Cfrtjryk

I'm a beginner to programming and just started python, I've been trying to work through Project Euler challenges.

I wrote a program to solve Project Euler #12, which asks for the smallest number of the form 1+ 2 + 3 + … + n which has over 500 divisors. It works perfectly with smaller numbers like 100, but takes too long trying to find up to 500 factors. I gave up waiting after about 20 minutes. I'd like some help with optimizing my code to make it faster.

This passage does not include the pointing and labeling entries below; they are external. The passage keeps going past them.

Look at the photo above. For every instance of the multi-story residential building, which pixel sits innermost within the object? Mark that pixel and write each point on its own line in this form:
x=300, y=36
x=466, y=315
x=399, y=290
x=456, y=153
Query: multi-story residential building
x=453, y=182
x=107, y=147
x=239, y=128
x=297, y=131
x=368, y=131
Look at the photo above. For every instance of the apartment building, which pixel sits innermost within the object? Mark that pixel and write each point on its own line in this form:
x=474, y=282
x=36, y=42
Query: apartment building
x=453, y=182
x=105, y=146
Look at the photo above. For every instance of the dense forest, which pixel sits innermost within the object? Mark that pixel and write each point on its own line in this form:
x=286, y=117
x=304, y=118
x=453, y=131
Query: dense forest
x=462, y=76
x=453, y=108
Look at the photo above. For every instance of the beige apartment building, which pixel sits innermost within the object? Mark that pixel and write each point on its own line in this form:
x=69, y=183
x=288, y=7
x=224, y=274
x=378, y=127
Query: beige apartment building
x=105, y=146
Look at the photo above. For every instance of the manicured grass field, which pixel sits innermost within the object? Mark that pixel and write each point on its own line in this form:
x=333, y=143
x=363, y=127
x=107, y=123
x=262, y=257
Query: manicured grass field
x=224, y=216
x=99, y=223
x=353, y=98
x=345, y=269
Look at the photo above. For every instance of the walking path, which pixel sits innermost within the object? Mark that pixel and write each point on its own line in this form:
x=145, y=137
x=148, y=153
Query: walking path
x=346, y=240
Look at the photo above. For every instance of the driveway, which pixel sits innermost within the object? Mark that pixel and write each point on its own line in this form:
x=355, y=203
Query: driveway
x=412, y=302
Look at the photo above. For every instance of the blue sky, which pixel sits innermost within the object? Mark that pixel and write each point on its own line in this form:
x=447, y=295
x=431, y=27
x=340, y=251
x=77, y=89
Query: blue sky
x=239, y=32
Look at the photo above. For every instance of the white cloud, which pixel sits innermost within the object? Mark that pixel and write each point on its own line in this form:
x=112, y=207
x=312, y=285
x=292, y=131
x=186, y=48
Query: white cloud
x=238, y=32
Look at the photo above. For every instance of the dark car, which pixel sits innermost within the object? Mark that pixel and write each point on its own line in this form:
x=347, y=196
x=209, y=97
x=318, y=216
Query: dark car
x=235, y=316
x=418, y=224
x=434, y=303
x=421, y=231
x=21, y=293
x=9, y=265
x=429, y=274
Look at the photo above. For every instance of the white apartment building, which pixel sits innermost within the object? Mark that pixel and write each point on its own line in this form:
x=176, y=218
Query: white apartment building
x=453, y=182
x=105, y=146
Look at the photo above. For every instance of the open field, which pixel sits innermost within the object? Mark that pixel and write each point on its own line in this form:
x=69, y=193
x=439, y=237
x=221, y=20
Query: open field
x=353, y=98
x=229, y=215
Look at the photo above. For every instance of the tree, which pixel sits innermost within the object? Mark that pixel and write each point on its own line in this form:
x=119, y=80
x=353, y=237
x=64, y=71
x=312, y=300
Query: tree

I basically made a function that finds the triangular number of a given number and another function that counts the number of factors/divisors of a number. I made a while loop where a number keeps increasing till the triangular number of itself has more than 500 factors.

And here is my code:

#Starts the timer to measure time taken for code to run:

import time

start_time = time.time()



#Returns the triangular number of 'num':

def triangular(num):

    return int((num*(num+1))/2)



#Returns the number of factors(divisors) of 'num':

def facCount(num):

    summ = 0

    for i in range(1, num+1):

        if num % i == 0:

            summ += 1

    return summ



#Declares x (starting value):

x = 0



#main:



while True:

    #Checks if number of factors for the triangular of x is above 500

    if facCount(triangular(x)) > 500:

        #Sets the value of 'ans' to the triangular of 'x':

        ans = triangular(x)

        #Exits the loop since answer is found

        break

    x += 1



#Prints answer (the first triangular number that has more than 500 factors):

print(ans)



#Prints the time taken for code to execute:

print("--- %s seconds ---" % (time.time() - start_time))

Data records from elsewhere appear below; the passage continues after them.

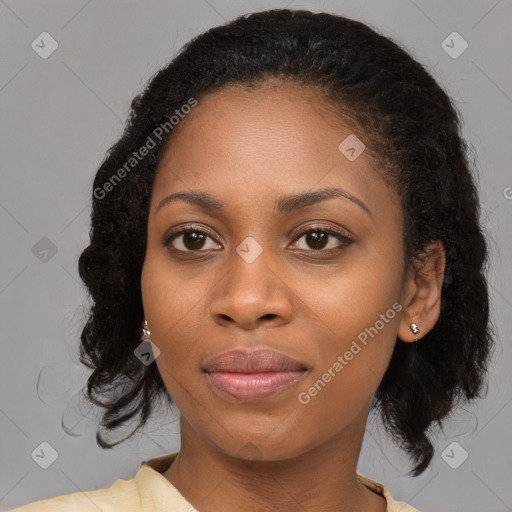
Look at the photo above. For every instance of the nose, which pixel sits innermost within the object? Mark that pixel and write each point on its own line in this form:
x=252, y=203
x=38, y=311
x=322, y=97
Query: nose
x=251, y=294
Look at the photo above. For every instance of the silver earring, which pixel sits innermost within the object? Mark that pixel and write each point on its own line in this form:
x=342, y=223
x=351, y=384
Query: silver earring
x=145, y=332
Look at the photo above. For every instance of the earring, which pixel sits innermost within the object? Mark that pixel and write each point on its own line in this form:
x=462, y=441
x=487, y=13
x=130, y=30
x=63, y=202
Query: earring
x=145, y=332
x=415, y=329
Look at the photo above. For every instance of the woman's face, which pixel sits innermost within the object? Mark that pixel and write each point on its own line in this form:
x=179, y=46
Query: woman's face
x=247, y=277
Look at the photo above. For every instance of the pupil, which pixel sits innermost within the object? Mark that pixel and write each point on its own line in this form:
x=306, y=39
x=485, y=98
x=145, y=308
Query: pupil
x=316, y=239
x=193, y=240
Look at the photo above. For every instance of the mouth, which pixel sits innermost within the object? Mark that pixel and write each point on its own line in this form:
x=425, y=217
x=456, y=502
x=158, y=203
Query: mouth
x=251, y=376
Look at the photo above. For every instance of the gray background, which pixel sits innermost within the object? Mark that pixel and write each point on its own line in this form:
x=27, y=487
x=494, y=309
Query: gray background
x=58, y=117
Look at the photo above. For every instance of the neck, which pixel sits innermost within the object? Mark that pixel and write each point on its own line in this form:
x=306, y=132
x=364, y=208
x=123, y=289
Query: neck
x=323, y=478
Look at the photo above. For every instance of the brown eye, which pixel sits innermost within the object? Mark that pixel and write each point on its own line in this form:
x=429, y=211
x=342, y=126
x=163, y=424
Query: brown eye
x=317, y=239
x=188, y=240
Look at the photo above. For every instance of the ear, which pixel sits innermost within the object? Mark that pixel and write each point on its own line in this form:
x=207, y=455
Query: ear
x=421, y=296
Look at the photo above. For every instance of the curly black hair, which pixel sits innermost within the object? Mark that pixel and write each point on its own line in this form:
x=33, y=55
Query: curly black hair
x=413, y=130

Your function facCount, which should be called something like count_factors, according to Python's official style-guide, PEP8, can be greatly improved by noticing that if num % i == 0, then automatically num % num / i == 0 (in other words, factors always come in pairs of two, except for if the number is a square, in which case you double count one). This means you only need to check factors up to $sqrt{n}$:

from math import sqrt



def count_factors(num):

    """Return the number of factors of `num`"""

    sum_ = 2 * sum(num % i == 0 for i in range(1, int(sqrt(num)) + 1))

    if int(sqrt(num))**2 == num:

        sum_ -= 1

    return sum_

I also added a docstring describing what the function does in an accessible way.

The other improvement concerns the way you get the triangular numbers. While it is good to know Gauss formula, IMO it is here easier to manually calculate them. Your function needs to do one increment, one multiplication and one division, when all you really need is one addition per loop iteration:

from itertools import count



def triangular_nums():

    """Yield the triangular numbers"""

    t = 0

    for i in count():

        t += i

        yield t

If, for some reason, you dislike itertools, you can also replace it with a while True loop.

In Python 3+, you can use the new function itertools.accumulate (3.2+) and the new keyword combination yield from (3.3+), as mentioned in the comments by @MaartenFabré:

from itertools import accumulate, count



def triangular_nums():

    yield from accumulate(count())

With this your main function (which you should either make a real function or at least put under an if __name__ == "__main__": guard) becomes:

def main():

    for t in triangular_nums():

        if count_factors(t) > 500:

            return t



if __name__ == "__main__":

    ans = main()

    if ans is not None:

        print(ans)

The timing you should factor out and make into a decorator:

import time



def timeit(func):

    def wrapper(*args, **kwargs):

        start = time.time()

        ret = func(*args, **kwargs)

        print("--- %s seconds ---" % (time.time() - start))

        return ret

    return wrapper



@timeit

def main():

    ...

The point of this particular Project Euler question is to teach you about the number-of-divisors function.

def triangular(num):

    return int((num*(num+1))/2)



#Returns the number of factors(divisors) of 'num':

def facCount(num):

    summ = 0

    for i in range(1, num+1):

        if num % i == 0:

            summ += 1

    return summ

Observe that some of the factors of triangular(n) are also factors of triangular(n+1). Why? How can you use that reason to avoid doing the same work more than once?

Leaving aside the algorithmic considerations,

def triangular(num):

    return int((num*(num+1))/2)

doesn't need int if you use integer division:

def triangular(num):

    return num * (num + 1) // 2

You have to check against until num/2, num/2 is the largest factor for a even number, the sqrt is to get the largest prime factor. And attach itself to the list at last.